Il arriva quelque temps après un grand différend entre le philosophe e sa femme. Le philosophe, étant de festin, mit à part quelques friandises, et dit à Ésope: « Va porter ceci à ma bonne amie. » Ésope l'alla donner à une petite chienne qui était les délices de son maître. Xantus, de retour, ne manqua pas de demander des nouvelles de son présent, et si on l'avait trouvé bon. Sa femme ne comprenait rien à ce langage; on fit venir Ésope pour l'éclaircir. Xantus, qui ne cherchait qu'un prétexte pour le faire battre, lui demanda s'il ne lui avait pas dit expressément : « Vat'en porter de ma part ces friandises à ma bonne amie. >> Ésope répondit là-dessus que la bonne amie n'était pas la femme, qui, pour la moindre parole, menaçait de faire divorce; c'était la chienne, qui endurait tout, et qui revenait faire des caresses après qu'on l'avait battue. Le philosophe demeura court; mais sa femme entra dans une telle colère, qu'elle se retira d'avec lui. Il n'y eut parent ni ami par qui Xantus ne lui fît parler, sans que les raisons ni les prières y gagnassent rien.

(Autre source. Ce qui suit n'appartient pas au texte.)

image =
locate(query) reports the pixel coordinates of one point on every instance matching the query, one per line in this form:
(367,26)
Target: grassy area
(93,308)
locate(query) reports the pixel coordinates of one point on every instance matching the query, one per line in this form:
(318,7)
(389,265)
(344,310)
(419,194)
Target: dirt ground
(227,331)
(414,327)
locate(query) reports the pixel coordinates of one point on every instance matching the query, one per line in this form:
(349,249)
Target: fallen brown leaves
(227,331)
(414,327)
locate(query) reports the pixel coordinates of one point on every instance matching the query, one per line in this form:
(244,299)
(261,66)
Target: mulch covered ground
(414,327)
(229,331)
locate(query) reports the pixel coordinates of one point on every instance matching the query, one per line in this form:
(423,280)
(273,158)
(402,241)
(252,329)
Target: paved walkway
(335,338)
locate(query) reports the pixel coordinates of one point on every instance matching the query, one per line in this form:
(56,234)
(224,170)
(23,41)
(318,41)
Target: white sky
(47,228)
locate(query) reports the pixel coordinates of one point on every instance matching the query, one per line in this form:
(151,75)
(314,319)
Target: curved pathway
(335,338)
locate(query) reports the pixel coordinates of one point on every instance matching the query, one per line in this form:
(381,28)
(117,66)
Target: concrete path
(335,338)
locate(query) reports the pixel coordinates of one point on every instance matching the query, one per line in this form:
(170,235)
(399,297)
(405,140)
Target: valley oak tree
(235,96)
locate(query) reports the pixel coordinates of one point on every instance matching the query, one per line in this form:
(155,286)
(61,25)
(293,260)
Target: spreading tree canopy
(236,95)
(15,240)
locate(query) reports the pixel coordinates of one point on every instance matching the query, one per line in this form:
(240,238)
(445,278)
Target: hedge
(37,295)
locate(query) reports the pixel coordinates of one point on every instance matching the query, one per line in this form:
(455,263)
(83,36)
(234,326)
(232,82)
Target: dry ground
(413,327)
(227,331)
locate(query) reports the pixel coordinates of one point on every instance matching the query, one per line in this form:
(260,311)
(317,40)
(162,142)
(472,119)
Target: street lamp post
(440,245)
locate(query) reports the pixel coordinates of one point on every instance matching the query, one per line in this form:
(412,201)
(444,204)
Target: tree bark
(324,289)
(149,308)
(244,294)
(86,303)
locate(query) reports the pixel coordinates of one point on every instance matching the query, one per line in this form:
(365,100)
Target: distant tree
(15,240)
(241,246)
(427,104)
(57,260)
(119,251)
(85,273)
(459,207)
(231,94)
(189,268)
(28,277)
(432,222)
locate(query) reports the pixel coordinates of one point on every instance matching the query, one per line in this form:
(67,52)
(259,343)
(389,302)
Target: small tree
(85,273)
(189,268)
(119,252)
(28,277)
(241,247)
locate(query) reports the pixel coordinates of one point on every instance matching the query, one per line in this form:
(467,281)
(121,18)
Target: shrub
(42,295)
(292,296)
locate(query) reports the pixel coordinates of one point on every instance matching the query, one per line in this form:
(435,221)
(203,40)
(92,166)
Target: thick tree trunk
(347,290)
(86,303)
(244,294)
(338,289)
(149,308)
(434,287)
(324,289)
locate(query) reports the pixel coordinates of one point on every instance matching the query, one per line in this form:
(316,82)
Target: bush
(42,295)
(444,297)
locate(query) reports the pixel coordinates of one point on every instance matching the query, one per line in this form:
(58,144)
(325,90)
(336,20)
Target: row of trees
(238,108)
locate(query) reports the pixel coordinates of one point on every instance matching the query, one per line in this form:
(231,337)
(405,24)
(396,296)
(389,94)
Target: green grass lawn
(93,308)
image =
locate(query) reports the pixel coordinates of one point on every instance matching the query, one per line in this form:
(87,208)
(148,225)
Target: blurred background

Ésope s'avisa d'un stratagème : il acheta force gibier, comme pour une noce considérable, et fit tant qu'il fut rencontré par un des domestiques de sa maîtresse. Celui-ci lui demanda pourquoi tant d'apprêts. Esope lui dit que son maître, ne pouvant obliger sa femme de revenir, en allait épouser une autre. Aussitôt que la dame sut cette nouvelle, elle retourna chez son mari, par esprit de contradiction ou par jalousie. Ce ne fut pas sans la garder bonne à Ésope, qui tous les jours faisait de nouvelles pièces à son maître, et tous les jours se sauvait du châtiment par quelque trait de subtilité. Il n'était pas possible au philosophe de le confondre.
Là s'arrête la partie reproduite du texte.